There are two types of people: ones who use the Oxford comma and the others want to see the world burn.
Did I miss your example where HAVING the Oxford comma CAUSED confusion?
Of course the Oxford comma should be used. Why not? You’re never wrong to use it, and meaning is never unclear or misleading; but not using it can make meaning unclear or misleading just often enough, even if infrequently, to use it. Again, why not use it? There are no advantages to omitting the Oxford comma.
The comma separates; the lack of a comma runs the last two items together making a possible unintended joining, connection, or marriage of the last two items.
“Did I miss your example where HAVING the Oxford comma CAUSED confusion?” I AGREE, I AGREE, I AGREE !!
When I first learned, many moons ago, that the Oxford comma could be eliminated, I was happy. I have enough visual clutter in my life. After having read this post, however, it seems to me that it’s not the best idea to leave it up to each person to decide for her/himself what might cause ambiguity for someone else. It then becomes like a Rorschach picture and each person only sees what s/he sees. We have enough flipflop rules- with-exceptions in English, so if we can find a rule that is really a RULE, NO EXCEPTIONS, let’s do it. I give in. I will always use the Oxford comma. Besides, it sounds so cute.
@Marci and @Dale,
Agreed. I edited that paragraph.
Very interesting and informative, thank you. I agree with Dan Swango.
My 9th grade English teacher taught this to us using the example sentences of (to be fair I can’t remember the exact names she used but it was something like this):
“At the party, there were two strippers, George Bush and Bill Clinton”
“At the party, there were two strippers, George Bush, and Bill Clinton”
The first one makes it seem as if the two people mentioned after “two strippers” are the strippers. I like it.
@James Mandara. Very nice, very correct.
Actually, when I read your sentence at first, its last word had disappeared, and I got this: “There are two types of people: ones who use the Oxford comma and the others want to see the world.”
This is also true!

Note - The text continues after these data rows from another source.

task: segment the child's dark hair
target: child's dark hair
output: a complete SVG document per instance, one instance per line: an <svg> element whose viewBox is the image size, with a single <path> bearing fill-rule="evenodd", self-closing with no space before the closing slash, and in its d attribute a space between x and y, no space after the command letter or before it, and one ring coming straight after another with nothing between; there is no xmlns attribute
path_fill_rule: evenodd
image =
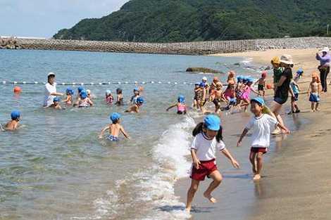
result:
<svg viewBox="0 0 331 220"><path fill-rule="evenodd" d="M193 136L195 137L199 134L203 132L203 131L202 131L203 129L207 129L205 127L204 122L200 122L198 124L196 124L196 126L195 127L195 128L193 129L193 131L192 131ZM223 140L223 136L222 134L222 133L223 133L222 131L223 131L223 128L222 128L222 127L220 127L220 129L218 130L218 132L216 134L216 141L218 143L220 141Z"/></svg>
<svg viewBox="0 0 331 220"><path fill-rule="evenodd" d="M118 123L118 120L119 119L115 119L113 121L111 121L111 124L117 124L117 123Z"/></svg>

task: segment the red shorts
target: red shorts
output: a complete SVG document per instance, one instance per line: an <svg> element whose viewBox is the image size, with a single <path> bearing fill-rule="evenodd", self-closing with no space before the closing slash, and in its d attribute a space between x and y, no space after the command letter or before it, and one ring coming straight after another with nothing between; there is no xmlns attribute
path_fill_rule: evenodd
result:
<svg viewBox="0 0 331 220"><path fill-rule="evenodd" d="M199 169L196 169L192 164L191 172L191 177L192 179L202 181L204 180L206 176L211 174L214 171L217 170L216 162L215 159L208 161L200 161Z"/></svg>
<svg viewBox="0 0 331 220"><path fill-rule="evenodd" d="M251 148L251 153L263 153L263 155L267 153L268 148Z"/></svg>

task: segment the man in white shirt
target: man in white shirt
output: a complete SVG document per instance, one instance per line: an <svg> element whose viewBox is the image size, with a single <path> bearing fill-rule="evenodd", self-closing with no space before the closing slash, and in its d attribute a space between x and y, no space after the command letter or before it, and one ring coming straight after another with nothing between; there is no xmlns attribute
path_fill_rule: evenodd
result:
<svg viewBox="0 0 331 220"><path fill-rule="evenodd" d="M48 107L53 104L53 99L56 96L62 96L63 93L56 92L56 83L55 82L55 74L49 72L47 75L47 83L45 84L45 98L44 107Z"/></svg>

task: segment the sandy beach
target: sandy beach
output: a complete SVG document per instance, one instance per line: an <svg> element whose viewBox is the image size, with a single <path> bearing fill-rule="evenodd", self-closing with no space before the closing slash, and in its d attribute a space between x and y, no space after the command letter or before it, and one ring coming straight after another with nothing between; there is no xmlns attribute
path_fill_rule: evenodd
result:
<svg viewBox="0 0 331 220"><path fill-rule="evenodd" d="M300 84L304 93L299 101L302 113L285 114L290 109L289 99L283 108L282 117L292 132L289 136L272 137L274 145L266 157L263 178L258 183L251 181L249 141L246 139L242 147L246 149L246 156L235 147L242 131L238 128L243 127L245 119L236 121L235 115L223 117L226 143L235 157L244 158L240 161L242 168L232 169L226 159L218 156L219 169L224 177L223 185L214 193L219 202L212 205L202 197L203 190L210 183L204 181L194 198L192 219L331 219L331 150L328 148L331 125L325 123L331 119L331 97L322 94L320 111L311 112L310 102L304 93L311 72L317 70L316 51L284 49L216 55L251 58L255 63L269 65L273 57L291 54L296 64L294 70L302 67L305 70ZM243 114L247 120L251 116ZM177 195L184 202L189 184L189 180L181 180L176 188Z"/></svg>

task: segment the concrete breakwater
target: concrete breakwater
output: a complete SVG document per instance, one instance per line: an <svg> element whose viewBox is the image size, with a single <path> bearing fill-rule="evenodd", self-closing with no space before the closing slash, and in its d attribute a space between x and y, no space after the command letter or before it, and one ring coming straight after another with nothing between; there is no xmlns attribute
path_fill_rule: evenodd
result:
<svg viewBox="0 0 331 220"><path fill-rule="evenodd" d="M323 48L331 46L331 37L315 37L164 44L19 38L15 39L15 41L18 48L24 49L183 55L206 55L270 48Z"/></svg>

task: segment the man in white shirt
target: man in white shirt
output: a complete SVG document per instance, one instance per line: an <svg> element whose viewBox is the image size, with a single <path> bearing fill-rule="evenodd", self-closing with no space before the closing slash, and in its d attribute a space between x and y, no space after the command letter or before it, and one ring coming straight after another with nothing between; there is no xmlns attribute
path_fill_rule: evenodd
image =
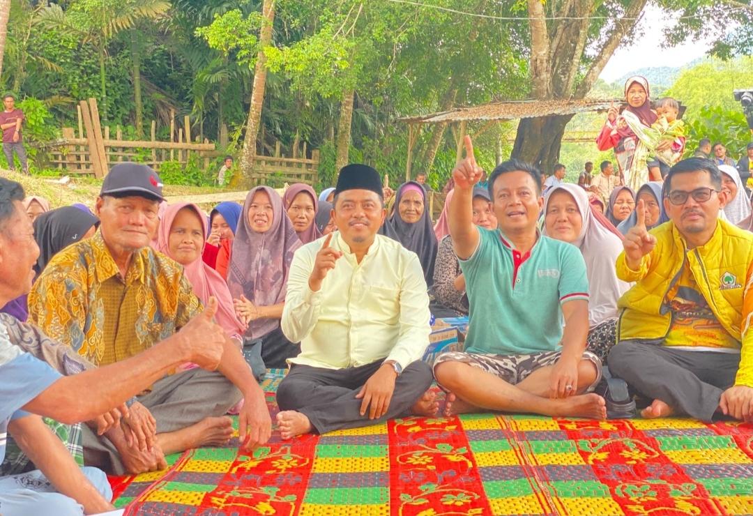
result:
<svg viewBox="0 0 753 516"><path fill-rule="evenodd" d="M620 186L621 182L619 176L614 175L614 166L611 161L602 161L601 169L602 173L593 178L591 187L587 190L599 195L605 206L609 203L612 191Z"/></svg>
<svg viewBox="0 0 753 516"><path fill-rule="evenodd" d="M375 169L343 167L333 200L338 231L293 258L282 327L301 352L277 389L283 439L439 408L421 361L431 331L423 270L414 252L377 234L382 195Z"/></svg>
<svg viewBox="0 0 753 516"><path fill-rule="evenodd" d="M546 194L547 191L553 186L556 186L557 185L562 184L562 179L565 179L565 165L561 163L558 163L554 166L554 173L547 178L547 180L544 182L544 192Z"/></svg>

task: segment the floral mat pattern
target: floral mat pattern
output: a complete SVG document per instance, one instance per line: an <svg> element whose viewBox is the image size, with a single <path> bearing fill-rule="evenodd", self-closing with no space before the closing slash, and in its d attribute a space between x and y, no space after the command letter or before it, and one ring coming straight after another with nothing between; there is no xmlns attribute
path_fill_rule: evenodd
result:
<svg viewBox="0 0 753 516"><path fill-rule="evenodd" d="M282 374L264 382L270 406ZM753 425L469 414L191 450L111 478L130 516L753 514Z"/></svg>

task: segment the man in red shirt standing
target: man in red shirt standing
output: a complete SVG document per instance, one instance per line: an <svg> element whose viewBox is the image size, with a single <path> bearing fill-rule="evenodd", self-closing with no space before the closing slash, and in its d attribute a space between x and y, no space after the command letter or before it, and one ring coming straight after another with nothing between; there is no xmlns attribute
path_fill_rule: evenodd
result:
<svg viewBox="0 0 753 516"><path fill-rule="evenodd" d="M21 169L29 176L29 162L26 160L26 150L21 140L21 124L23 122L23 111L16 107L16 97L7 93L2 98L5 109L0 112L0 129L2 130L2 151L8 160L8 167L14 170L13 151L16 151L18 160L21 162Z"/></svg>

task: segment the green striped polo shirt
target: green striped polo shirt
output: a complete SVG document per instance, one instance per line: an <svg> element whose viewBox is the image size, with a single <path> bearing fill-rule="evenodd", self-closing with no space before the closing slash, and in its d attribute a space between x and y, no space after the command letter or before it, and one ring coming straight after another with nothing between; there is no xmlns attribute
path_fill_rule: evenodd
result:
<svg viewBox="0 0 753 516"><path fill-rule="evenodd" d="M470 313L468 353L523 355L560 347L562 305L588 301L577 247L539 235L525 255L501 231L478 228L478 248L459 260Z"/></svg>

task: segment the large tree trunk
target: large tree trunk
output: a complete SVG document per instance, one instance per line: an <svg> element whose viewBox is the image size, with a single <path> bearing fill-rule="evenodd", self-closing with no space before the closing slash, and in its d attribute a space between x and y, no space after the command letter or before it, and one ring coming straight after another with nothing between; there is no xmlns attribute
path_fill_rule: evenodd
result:
<svg viewBox="0 0 753 516"><path fill-rule="evenodd" d="M136 104L136 139L144 136L144 106L141 96L141 53L139 49L139 33L131 29L131 66L133 75L133 101Z"/></svg>
<svg viewBox="0 0 753 516"><path fill-rule="evenodd" d="M572 114L523 118L518 124L511 157L537 166L547 174L559 160L565 127Z"/></svg>
<svg viewBox="0 0 753 516"><path fill-rule="evenodd" d="M583 18L593 14L593 0L564 2L550 32L541 0L528 0L531 29L531 96L535 99L583 99L625 35L638 23L648 0L631 0L623 17L604 35L596 57L583 78L581 64L586 47L587 25ZM565 127L573 115L523 118L518 124L511 157L527 161L551 173L559 159Z"/></svg>
<svg viewBox="0 0 753 516"><path fill-rule="evenodd" d="M272 24L274 20L275 0L264 0L261 7L261 29L259 32L261 50L256 58L254 90L251 93L251 107L248 108L248 121L245 126L245 138L243 139L243 151L240 157L240 169L246 176L251 174L254 156L256 154L256 139L259 134L261 106L264 103L264 87L267 84L267 56L264 49L272 42Z"/></svg>
<svg viewBox="0 0 753 516"><path fill-rule="evenodd" d="M351 90L345 93L343 102L340 105L340 124L337 126L337 157L334 167L340 173L340 169L348 164L350 154L350 124L353 120L353 97L355 90Z"/></svg>
<svg viewBox="0 0 753 516"><path fill-rule="evenodd" d="M10 17L11 0L0 0L0 75L2 75L2 58L5 54L5 38L8 37L8 21Z"/></svg>

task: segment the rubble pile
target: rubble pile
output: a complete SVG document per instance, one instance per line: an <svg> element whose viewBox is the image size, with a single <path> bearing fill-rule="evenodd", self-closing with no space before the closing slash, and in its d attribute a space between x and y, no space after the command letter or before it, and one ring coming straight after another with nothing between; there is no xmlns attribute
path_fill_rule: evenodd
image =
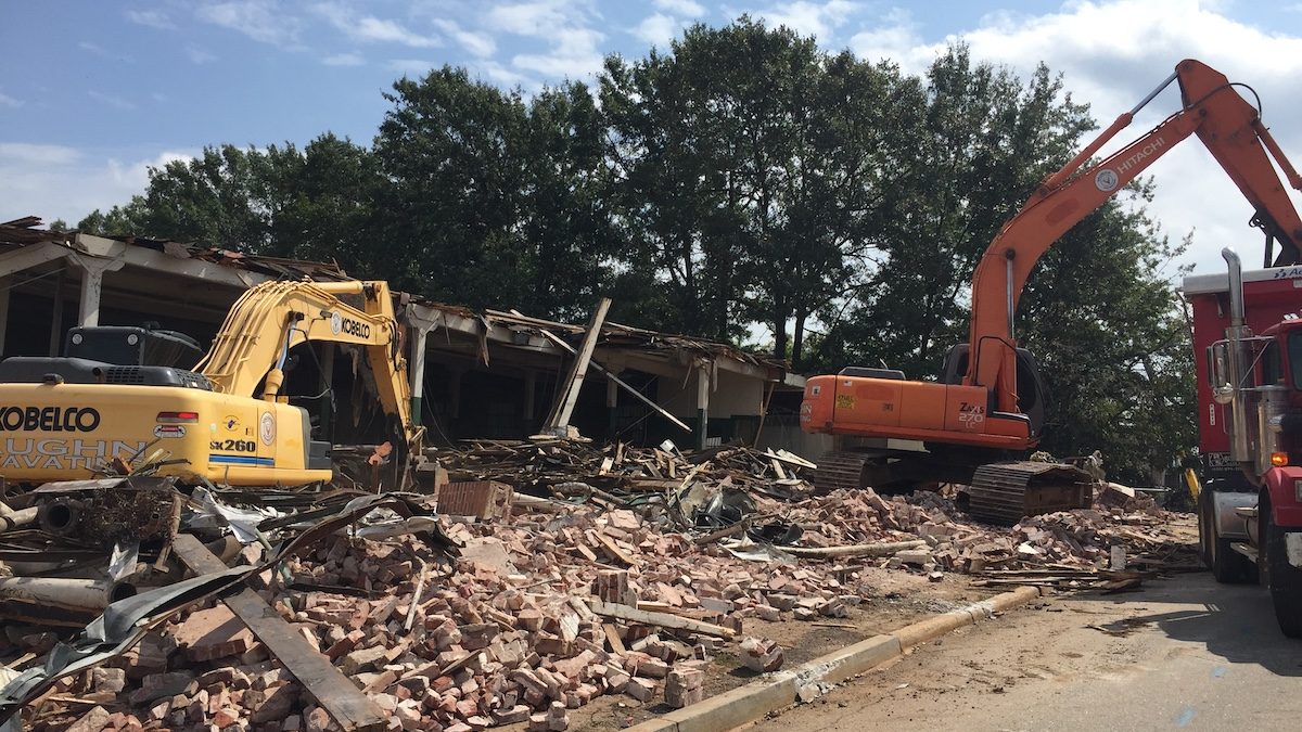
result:
<svg viewBox="0 0 1302 732"><path fill-rule="evenodd" d="M413 535L336 538L289 559L284 589L262 591L404 729L464 732L513 722L565 729L566 710L602 694L682 706L703 697L706 662L740 637L743 617L844 617L862 600L852 589L858 576L844 567L754 572L753 563L686 535L660 534L630 511L581 508L560 518L525 512L509 524L450 524L447 533L465 544L456 559ZM621 556L633 563L604 568ZM608 603L635 620L607 615ZM747 642L755 668L781 666L776 643ZM220 604L177 617L109 667L66 684L60 697L102 702L107 711L116 693L129 709L113 711L104 727L270 731L329 723ZM100 711L77 711L99 724ZM77 719L42 722L57 729Z"/></svg>
<svg viewBox="0 0 1302 732"><path fill-rule="evenodd" d="M355 712L391 729L561 731L604 694L700 701L720 653L755 673L780 668L784 649L747 634L754 621L853 617L879 594L870 569L1122 589L1141 577L1128 557L1148 569L1187 559L1170 516L1120 486L1094 509L1004 529L970 521L953 486L812 495L801 478L810 464L785 452L497 442L440 462L428 495L384 508L371 508L380 496L357 507L348 491L273 501L195 491L190 509L204 509L177 521L177 551L197 570L187 531L233 530L240 541L208 547L229 547L227 564L245 565L251 589L177 606L126 653L55 683L29 724L365 728L342 724ZM440 504L469 516L427 511ZM158 568L167 556L148 559ZM211 559L216 569L202 572L224 569ZM30 619L7 623L0 658L30 669L56 640ZM307 656L346 693L323 690Z"/></svg>

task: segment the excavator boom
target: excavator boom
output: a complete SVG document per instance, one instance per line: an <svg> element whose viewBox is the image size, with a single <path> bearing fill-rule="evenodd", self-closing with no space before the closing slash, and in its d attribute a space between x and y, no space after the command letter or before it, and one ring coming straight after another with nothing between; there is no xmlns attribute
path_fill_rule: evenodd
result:
<svg viewBox="0 0 1302 732"><path fill-rule="evenodd" d="M1180 82L1184 107L1147 134L1091 164L1094 152L1172 81ZM969 336L973 357L965 384L993 389L1001 412L1018 410L1014 315L1035 263L1068 229L1194 133L1251 203L1253 225L1266 231L1267 241L1280 242L1275 264L1298 260L1302 219L1272 159L1293 188L1302 189L1302 178L1269 137L1258 109L1224 74L1199 61L1181 61L1176 73L1152 94L1049 176L986 249L973 275Z"/></svg>
<svg viewBox="0 0 1302 732"><path fill-rule="evenodd" d="M340 297L363 300L363 309ZM411 415L406 359L398 348L393 300L383 281L276 281L245 292L236 301L195 367L215 391L275 401L289 349L307 343L359 345L366 350L380 406L402 425L409 447L418 449L423 429ZM263 383L263 392L254 389Z"/></svg>
<svg viewBox="0 0 1302 732"><path fill-rule="evenodd" d="M290 349L309 341L366 352L389 417L385 427L398 443L391 460L398 469L396 486L405 481L405 458L419 455L424 431L411 415L384 283L254 287L232 307L197 371L145 361L141 343L148 333L142 328L109 327L94 337L87 328L78 331L69 343L81 348L69 357L0 362L0 404L10 405L9 419L0 421L0 477L12 483L90 478L115 458L145 460L158 474L189 483L329 481L331 442L316 435L306 409L280 393ZM122 348L111 354L113 344Z"/></svg>

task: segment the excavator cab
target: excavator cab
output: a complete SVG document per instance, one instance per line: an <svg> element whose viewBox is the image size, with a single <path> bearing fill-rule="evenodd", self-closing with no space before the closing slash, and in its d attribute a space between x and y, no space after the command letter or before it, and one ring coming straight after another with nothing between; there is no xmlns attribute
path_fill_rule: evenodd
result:
<svg viewBox="0 0 1302 732"><path fill-rule="evenodd" d="M940 380L945 384L961 384L963 383L963 375L967 373L967 354L971 346L966 343L954 345L945 353L945 365L940 373ZM988 409L991 414L995 414L995 392L991 392L991 402ZM1035 356L1025 349L1017 349L1017 409L1021 414L1025 414L1030 422L1030 432L1032 438L1038 438L1044 430L1044 409L1048 391L1044 386L1044 376L1040 373L1040 365L1035 361Z"/></svg>

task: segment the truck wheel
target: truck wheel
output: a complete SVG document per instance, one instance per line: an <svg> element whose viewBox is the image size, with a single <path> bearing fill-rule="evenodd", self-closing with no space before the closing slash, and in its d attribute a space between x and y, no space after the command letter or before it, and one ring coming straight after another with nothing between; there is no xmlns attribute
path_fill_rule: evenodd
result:
<svg viewBox="0 0 1302 732"><path fill-rule="evenodd" d="M1233 543L1230 539L1223 539L1216 531L1216 512L1212 509L1210 490L1198 496L1198 539L1202 544L1203 563L1212 570L1212 577L1217 582L1237 585L1256 581L1256 567L1230 547Z"/></svg>
<svg viewBox="0 0 1302 732"><path fill-rule="evenodd" d="M1269 507L1260 513L1262 535L1266 538L1267 580L1275 620L1289 638L1302 638L1302 569L1289 564L1285 537L1289 531L1271 521Z"/></svg>

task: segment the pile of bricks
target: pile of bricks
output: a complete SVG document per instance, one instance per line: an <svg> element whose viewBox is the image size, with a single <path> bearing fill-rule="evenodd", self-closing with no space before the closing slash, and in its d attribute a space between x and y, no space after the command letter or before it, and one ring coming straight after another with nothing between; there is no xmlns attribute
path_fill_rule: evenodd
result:
<svg viewBox="0 0 1302 732"><path fill-rule="evenodd" d="M697 464L665 451L650 455L618 456L641 472L621 479L686 485L693 470L707 474L712 461L734 460L772 470L754 482L799 482L777 478L780 461L754 451L716 452ZM611 462L607 473L615 457L600 457ZM583 469L600 473L595 460ZM470 477L500 475L483 469ZM536 504L516 501L503 504L506 514L492 521L441 520L444 533L464 544L457 559L411 534L339 535L285 561L285 576L264 573L259 594L379 707L391 729L469 732L523 723L562 731L570 710L603 694L643 705L700 701L707 662L725 643L740 641L732 653L756 672L780 668L783 649L743 638L743 623L850 616L872 593L862 572L867 565L934 578L992 567L1090 567L1104 563L1117 541L1164 541L1165 516L1130 498L995 529L966 521L939 494L750 496L756 505L751 525L798 526L805 547L907 539L918 546L871 559L756 564L719 543L698 542L663 513L651 520L592 504L535 511ZM607 607L625 611L599 612ZM33 729L332 725L319 699L223 606L194 608L105 667L61 681L56 696L77 703L48 707L31 720Z"/></svg>

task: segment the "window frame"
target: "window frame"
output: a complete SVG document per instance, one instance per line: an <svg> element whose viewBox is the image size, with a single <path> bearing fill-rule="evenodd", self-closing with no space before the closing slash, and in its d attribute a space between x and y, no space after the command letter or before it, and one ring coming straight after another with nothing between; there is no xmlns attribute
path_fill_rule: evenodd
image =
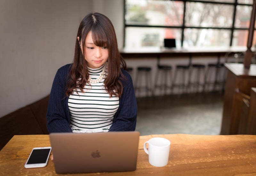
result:
<svg viewBox="0 0 256 176"><path fill-rule="evenodd" d="M169 1L172 0L165 0L166 1ZM183 19L182 25L181 26L161 26L161 25L131 25L127 24L125 23L125 14L126 13L126 0L124 0L124 40L123 46L124 47L125 47L125 36L126 36L126 28L127 27L147 27L147 28L180 28L181 30L181 46L183 46L183 40L184 39L184 30L185 29L187 28L191 28L194 29L218 29L221 30L222 29L228 30L231 31L230 35L231 37L230 37L230 41L229 43L229 46L232 46L232 43L233 41L233 38L234 37L234 31L236 30L248 30L249 31L249 27L247 28L237 28L235 27L235 21L236 18L236 7L237 5L246 5L248 6L251 6L252 7L252 4L249 4L244 3L239 3L237 2L238 0L234 0L234 2L230 3L230 2L221 2L213 1L209 0L209 1L200 1L200 0L175 0L174 1L181 1L183 2L184 3L184 9L183 9ZM185 13L186 10L186 3L187 2L194 2L194 3L208 3L211 4L226 4L229 5L232 5L234 6L234 11L233 15L233 22L232 23L232 25L231 27L230 28L222 28L222 27L196 27L193 26L186 26L185 25ZM254 28L254 30L255 31L255 28Z"/></svg>

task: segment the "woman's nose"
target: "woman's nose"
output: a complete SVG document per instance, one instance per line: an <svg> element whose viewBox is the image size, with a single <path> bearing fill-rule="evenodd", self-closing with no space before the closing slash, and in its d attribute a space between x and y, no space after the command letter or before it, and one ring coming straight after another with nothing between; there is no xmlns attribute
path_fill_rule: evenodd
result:
<svg viewBox="0 0 256 176"><path fill-rule="evenodd" d="M100 57L101 56L101 48L98 48L95 50L95 52L94 56L97 58Z"/></svg>

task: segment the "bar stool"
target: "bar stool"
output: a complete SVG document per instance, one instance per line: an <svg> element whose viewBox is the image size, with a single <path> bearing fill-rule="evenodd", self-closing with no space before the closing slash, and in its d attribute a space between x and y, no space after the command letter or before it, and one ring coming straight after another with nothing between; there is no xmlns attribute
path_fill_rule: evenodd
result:
<svg viewBox="0 0 256 176"><path fill-rule="evenodd" d="M212 91L216 90L216 87L217 85L221 86L221 90L223 90L225 80L224 76L223 75L222 75L221 72L223 72L222 75L224 74L224 72L225 70L224 64L218 62L216 64L208 64L208 68L204 77L204 91L205 92L207 87L211 86L213 86L212 90ZM212 79L211 80L211 78L213 77L213 75L214 76L214 78L213 80Z"/></svg>
<svg viewBox="0 0 256 176"><path fill-rule="evenodd" d="M170 89L171 92L172 89L172 66L168 65L162 65L157 64L157 69L156 70L156 74L155 81L155 86L154 86L154 91L155 91L157 88L159 88L160 90L164 89L164 95L166 94L166 91L167 89ZM160 76L160 78L159 76ZM161 76L162 76L161 77ZM169 77L170 85L168 85L168 77ZM164 82L162 83L163 80L161 78L163 78ZM159 80L160 83L158 84L158 81Z"/></svg>
<svg viewBox="0 0 256 176"><path fill-rule="evenodd" d="M188 87L189 88L193 87L196 88L196 93L199 92L199 88L200 86L202 88L203 91L204 91L204 82L201 83L200 80L201 79L201 75L204 76L205 75L205 66L203 64L194 64L191 65L191 68L189 70ZM191 77L193 72L195 73L195 78L193 80L192 79ZM203 79L204 81L204 79Z"/></svg>
<svg viewBox="0 0 256 176"><path fill-rule="evenodd" d="M143 78L145 81L143 81ZM137 74L135 82L134 90L135 93L138 92L138 95L142 90L144 90L147 94L149 96L151 92L151 67L139 67L137 68ZM143 82L145 84L142 85Z"/></svg>
<svg viewBox="0 0 256 176"><path fill-rule="evenodd" d="M187 65L179 64L175 66L175 70L172 82L172 91L175 87L181 88L181 93L187 92L188 91L188 80L189 74L189 68L191 65L191 56L189 56L188 63ZM177 83L177 77L179 75L180 75L182 80L181 82ZM188 80L186 81L186 75L188 75ZM185 91L184 92L184 90Z"/></svg>

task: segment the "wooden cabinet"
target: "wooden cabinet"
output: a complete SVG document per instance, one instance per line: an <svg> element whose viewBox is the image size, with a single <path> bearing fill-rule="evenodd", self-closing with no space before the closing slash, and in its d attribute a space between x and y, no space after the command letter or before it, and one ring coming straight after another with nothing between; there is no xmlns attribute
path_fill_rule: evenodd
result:
<svg viewBox="0 0 256 176"><path fill-rule="evenodd" d="M249 132L246 121L249 122L256 118L250 111L254 107L251 105L246 108L244 104L253 103L250 96L252 87L256 87L256 65L251 65L249 69L244 68L242 64L225 63L225 66L227 74L220 134L247 133Z"/></svg>

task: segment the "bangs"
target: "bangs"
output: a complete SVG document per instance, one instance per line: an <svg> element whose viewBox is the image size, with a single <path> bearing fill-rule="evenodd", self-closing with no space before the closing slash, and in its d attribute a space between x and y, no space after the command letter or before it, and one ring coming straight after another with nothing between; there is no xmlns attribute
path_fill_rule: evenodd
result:
<svg viewBox="0 0 256 176"><path fill-rule="evenodd" d="M100 47L108 47L108 41L106 32L99 28L92 29L92 35L93 43Z"/></svg>

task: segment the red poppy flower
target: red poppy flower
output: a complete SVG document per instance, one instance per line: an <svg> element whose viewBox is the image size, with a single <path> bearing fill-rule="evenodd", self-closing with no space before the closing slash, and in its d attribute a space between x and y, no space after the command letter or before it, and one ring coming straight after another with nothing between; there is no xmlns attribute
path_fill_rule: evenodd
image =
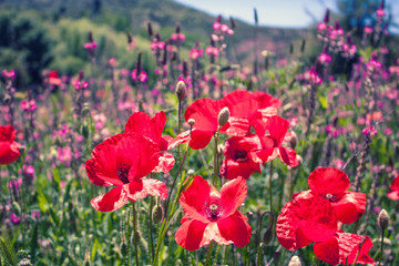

I took “to see the world” as being a lowly sailor or a bicyclist crossing the continents like a nobody.
Only today did I get the whole sentence: “There are two types of people: ones who use the Oxford comma and the others want to see the world burn.”
Yes, those others want to see the world go to Hell.
Dan Swango says: “Of course the Oxford comma should be used. Why not? You’re never wrong to use it, and meaning is never unclear or misleading; but not using it can make meaning unclear or misleading just often enough, even if infrequently, to use it.”
But this isn’t true. Just as the Oxford comma in
“To my parents, Ayn Rand, and God.”
clears up the question of whether the writer’s parents are Ayn Rand and God, the Oxford comma in
“To my mother, Ayn Rand, and God.”
adds ambiguity to the matter of whether the writer’s mother is Ayn Rand. Unless the writer is the child of Ayn Rand, he/she would best use the Oxford comma in the first sentence, and not in the second.
In a series, the comma takes the place of the word “and.”
Ex. The colors of the U.S. flag are red, white and blue.
You can technically write the same sentence “The colors of the U.S. flag are red and white and blue.”
Using an Oxford comma in this sentence (Ex. “The colors of the U.S. flag are red, white, and blue.”) in reality makes the sentence redundant (“The colors of the U.S. flag are red and white and and blue.”).